Avec le gouvernement Legault, le BAPE n’a pas été aboli. Mais le projet de batteries en Montérégie a été soustrait à son regard. Pierre Fitzgibbon a pris la relève de Paul Gobeil ! Il vous « runne » lui aussi les affaires de l’État comme une business, ayant cumulé à son dossier trois manquements à l’éthique, comme l’a constaté la commissaire à l’éthique et à la déontologie, Ariane Mignolet.

C’est comme si le premier ministre lui avait dit : « Vas-y, Pierre! Amuse-toi! » Sauf que les bonbons qu’il a dans les mains sont les taxes et impôts des contribuables.

C’est le même ministre qui, passant outre aux recommandations qui lui avaient été faites, a nommé à Investissement Québec un autre comptable, qui empoche plus d’un million de dollars par année, soit le double de son prédécesseur.

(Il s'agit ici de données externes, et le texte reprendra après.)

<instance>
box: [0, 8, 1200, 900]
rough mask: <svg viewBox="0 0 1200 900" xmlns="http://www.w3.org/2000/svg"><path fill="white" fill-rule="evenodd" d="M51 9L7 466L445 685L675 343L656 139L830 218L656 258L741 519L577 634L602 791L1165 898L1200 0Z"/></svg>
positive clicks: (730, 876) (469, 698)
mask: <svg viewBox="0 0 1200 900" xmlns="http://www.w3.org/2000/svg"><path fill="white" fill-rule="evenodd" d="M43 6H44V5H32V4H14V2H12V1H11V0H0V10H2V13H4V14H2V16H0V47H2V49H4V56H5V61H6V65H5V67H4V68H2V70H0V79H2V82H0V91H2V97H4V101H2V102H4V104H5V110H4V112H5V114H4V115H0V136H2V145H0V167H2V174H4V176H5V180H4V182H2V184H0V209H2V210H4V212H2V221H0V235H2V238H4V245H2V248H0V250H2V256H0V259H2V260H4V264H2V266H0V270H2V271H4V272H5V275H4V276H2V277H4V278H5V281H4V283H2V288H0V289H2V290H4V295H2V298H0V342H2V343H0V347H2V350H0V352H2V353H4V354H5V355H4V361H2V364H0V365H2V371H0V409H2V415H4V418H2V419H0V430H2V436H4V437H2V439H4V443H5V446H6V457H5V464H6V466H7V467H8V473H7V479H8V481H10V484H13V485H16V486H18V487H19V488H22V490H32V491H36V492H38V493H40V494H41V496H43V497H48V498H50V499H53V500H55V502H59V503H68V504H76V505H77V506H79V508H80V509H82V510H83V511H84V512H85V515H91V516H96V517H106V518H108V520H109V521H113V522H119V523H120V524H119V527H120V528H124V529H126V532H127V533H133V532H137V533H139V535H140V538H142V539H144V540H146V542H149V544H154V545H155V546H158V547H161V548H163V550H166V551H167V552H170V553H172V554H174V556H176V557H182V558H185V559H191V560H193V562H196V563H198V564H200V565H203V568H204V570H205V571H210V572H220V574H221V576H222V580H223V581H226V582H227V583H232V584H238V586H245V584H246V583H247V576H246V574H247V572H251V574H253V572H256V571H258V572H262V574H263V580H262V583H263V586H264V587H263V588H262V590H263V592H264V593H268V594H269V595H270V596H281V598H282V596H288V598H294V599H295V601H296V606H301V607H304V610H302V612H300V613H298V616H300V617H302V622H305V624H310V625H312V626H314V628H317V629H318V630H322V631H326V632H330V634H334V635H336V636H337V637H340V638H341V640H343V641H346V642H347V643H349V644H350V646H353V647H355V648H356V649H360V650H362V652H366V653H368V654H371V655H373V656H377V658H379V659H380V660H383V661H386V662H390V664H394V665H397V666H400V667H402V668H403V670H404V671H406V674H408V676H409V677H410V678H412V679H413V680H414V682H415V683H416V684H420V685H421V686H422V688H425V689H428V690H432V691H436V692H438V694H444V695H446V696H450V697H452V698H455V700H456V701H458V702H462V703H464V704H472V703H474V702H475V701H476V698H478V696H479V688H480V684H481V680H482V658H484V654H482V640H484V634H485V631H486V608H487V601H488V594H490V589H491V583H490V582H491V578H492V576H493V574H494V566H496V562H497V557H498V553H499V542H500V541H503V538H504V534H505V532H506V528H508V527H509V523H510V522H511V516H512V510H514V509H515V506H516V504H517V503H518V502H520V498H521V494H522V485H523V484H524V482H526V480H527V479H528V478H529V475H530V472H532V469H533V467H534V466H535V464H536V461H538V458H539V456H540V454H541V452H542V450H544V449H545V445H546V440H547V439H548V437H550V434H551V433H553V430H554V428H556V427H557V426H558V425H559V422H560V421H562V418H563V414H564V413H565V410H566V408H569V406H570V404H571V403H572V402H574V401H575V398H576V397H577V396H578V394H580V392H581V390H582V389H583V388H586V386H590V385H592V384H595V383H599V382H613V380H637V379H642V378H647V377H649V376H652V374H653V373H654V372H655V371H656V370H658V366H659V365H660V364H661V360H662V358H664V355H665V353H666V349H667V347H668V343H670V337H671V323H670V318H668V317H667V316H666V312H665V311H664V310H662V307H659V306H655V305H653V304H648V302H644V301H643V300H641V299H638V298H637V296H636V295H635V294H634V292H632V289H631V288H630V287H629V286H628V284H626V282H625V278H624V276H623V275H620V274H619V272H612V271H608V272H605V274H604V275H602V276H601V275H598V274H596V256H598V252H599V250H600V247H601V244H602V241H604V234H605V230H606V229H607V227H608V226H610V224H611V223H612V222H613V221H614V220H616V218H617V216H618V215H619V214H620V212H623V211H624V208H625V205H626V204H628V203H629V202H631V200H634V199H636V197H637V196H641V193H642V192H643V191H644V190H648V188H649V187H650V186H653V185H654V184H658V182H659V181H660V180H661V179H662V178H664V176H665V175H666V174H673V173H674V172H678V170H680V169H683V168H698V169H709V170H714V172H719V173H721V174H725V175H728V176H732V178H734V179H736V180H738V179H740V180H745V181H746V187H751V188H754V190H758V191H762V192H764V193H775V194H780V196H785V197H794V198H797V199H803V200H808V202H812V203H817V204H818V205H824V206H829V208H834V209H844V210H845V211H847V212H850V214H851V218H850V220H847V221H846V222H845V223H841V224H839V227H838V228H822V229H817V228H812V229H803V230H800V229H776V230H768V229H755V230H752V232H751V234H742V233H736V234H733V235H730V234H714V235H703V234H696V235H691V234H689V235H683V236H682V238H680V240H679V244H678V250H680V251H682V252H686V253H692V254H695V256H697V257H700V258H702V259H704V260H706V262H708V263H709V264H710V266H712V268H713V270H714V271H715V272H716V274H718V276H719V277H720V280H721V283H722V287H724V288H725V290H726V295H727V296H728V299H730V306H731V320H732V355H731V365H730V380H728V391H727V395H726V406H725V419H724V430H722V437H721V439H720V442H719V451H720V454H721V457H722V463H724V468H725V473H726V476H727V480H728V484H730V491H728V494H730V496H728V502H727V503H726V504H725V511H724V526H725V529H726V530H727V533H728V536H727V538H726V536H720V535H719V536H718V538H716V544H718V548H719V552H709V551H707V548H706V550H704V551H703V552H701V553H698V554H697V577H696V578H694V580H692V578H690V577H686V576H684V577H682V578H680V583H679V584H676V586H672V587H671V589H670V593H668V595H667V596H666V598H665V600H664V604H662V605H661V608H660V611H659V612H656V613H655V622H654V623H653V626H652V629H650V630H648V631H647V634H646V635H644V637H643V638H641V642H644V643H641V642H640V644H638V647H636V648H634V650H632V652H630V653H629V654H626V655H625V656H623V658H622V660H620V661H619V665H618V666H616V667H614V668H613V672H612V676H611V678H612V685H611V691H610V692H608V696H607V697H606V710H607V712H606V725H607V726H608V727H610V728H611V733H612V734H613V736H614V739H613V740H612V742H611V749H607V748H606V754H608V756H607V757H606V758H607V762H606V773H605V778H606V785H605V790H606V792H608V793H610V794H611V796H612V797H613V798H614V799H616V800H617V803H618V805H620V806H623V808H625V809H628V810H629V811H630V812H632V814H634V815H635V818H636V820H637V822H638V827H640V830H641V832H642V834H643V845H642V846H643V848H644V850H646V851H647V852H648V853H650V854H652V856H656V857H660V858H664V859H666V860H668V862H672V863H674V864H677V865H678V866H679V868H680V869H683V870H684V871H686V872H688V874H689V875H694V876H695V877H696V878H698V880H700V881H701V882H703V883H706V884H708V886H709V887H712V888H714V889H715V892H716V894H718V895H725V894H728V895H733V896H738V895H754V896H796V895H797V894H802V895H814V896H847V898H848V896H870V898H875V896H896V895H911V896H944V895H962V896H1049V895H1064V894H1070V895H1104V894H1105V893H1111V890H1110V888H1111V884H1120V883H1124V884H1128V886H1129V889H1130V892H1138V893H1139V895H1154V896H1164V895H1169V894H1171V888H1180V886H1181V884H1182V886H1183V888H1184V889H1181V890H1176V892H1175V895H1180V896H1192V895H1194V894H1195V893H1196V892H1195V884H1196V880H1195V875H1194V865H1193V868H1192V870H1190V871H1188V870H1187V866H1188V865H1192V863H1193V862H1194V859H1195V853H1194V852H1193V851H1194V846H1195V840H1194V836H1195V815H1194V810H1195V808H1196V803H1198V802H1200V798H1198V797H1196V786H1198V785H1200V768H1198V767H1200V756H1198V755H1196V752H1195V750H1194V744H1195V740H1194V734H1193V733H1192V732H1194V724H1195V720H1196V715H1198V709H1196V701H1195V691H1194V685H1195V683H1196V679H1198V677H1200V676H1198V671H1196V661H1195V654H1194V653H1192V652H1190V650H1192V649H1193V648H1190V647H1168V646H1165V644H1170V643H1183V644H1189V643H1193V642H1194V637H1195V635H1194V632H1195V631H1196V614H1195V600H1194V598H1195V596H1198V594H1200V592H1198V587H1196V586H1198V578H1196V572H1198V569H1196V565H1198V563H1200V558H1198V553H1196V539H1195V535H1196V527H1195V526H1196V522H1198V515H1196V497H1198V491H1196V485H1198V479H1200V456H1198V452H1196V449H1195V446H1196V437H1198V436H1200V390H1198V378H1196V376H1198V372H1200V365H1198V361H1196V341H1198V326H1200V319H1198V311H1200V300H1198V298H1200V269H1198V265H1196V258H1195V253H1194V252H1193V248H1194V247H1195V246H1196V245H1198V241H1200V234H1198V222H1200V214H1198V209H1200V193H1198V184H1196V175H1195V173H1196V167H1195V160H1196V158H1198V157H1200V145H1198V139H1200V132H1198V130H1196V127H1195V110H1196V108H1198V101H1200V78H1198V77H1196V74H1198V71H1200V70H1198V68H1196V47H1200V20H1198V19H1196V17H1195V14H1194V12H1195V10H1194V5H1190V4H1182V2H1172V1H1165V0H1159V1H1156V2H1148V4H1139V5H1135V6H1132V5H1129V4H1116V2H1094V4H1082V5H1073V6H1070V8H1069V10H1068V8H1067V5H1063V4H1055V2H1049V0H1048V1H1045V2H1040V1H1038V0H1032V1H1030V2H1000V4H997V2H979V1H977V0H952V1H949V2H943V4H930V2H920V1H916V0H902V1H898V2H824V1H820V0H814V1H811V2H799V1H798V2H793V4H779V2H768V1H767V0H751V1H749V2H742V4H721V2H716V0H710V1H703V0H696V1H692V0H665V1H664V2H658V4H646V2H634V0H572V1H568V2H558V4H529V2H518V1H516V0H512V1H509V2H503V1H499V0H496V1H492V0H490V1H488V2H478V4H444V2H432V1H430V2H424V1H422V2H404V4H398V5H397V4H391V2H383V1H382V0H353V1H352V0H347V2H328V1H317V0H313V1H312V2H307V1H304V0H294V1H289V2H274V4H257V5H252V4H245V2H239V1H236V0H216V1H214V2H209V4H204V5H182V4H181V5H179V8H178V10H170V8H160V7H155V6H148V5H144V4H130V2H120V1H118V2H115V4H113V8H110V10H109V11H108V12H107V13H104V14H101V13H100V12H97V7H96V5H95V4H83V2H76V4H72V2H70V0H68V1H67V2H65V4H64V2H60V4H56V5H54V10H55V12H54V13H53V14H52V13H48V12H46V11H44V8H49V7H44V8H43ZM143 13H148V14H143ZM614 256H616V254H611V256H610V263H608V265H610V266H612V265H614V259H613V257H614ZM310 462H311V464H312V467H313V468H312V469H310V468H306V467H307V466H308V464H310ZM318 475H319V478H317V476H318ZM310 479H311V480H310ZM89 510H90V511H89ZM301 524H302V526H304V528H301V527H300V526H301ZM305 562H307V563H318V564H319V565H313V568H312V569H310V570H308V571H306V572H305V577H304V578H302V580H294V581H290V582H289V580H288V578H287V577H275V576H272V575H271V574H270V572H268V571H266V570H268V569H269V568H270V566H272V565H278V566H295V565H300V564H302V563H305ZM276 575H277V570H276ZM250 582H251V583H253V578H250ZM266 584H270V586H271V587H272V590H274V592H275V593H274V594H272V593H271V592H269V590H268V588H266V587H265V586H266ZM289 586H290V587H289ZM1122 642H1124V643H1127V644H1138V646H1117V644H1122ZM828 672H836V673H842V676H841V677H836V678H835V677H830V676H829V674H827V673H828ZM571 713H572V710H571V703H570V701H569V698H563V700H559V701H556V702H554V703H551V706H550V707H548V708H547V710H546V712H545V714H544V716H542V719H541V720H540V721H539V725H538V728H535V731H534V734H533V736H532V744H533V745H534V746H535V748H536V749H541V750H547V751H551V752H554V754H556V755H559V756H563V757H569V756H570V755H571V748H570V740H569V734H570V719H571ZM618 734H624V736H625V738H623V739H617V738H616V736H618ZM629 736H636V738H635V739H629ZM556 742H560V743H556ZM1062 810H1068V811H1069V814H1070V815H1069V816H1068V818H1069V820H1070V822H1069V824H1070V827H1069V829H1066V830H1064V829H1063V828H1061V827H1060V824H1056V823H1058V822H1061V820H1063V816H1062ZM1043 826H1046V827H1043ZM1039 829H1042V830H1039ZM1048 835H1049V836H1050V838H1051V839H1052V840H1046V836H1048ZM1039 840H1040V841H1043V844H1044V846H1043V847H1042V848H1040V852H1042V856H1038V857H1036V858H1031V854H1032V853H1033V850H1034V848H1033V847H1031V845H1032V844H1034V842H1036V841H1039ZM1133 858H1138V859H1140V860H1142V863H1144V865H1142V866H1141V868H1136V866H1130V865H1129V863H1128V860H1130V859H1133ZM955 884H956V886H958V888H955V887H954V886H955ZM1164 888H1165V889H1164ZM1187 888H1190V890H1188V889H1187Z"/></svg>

En 2015, reprenant un cri du coeur du poète Hector de Saint-Denys Garneau, «Nous ne sommes pas des comptables!», l’écrivain Yvon Rivard publiait dans Le Devoir un texte percutant : « Apprendre à compter autrement ». « Nous croyons que le Québec peut devenir un pays juste, différent et solidaire s’il résiste aux slogans, aux mots creux derrière lesquels se cachent tous les comptables qui prétendent nous sortir de la crise économique et sociale qu’ils ont créée et qui les sert bien ; nous croyons que, chaque fois que nous entendons les mots “excellence”, “compétitivité”, “croissance continue”, “État de droit”, “mondialisation”, “équilibre budgétaire”, “majorité silencieuse”, il faut se boucher les oreilles ou, mieux, se demander : qui parle ainsi et pour qui ? Qui nous invite à sabrer les programmes sociaux, à travailler plus, à faire notre “juste part” ? Pour qui travaillent tous ceux qui affirment que l’État doit se soumettre aux cotes de crédit, aux lois du marché, à la rationalisation de la production? »

Si nous ne sommes pas des comptables, force est de constater que, malheureusement, l’esprit de géométrie habite ces comptables qui sont aujourd’hui aux commandes de l’État!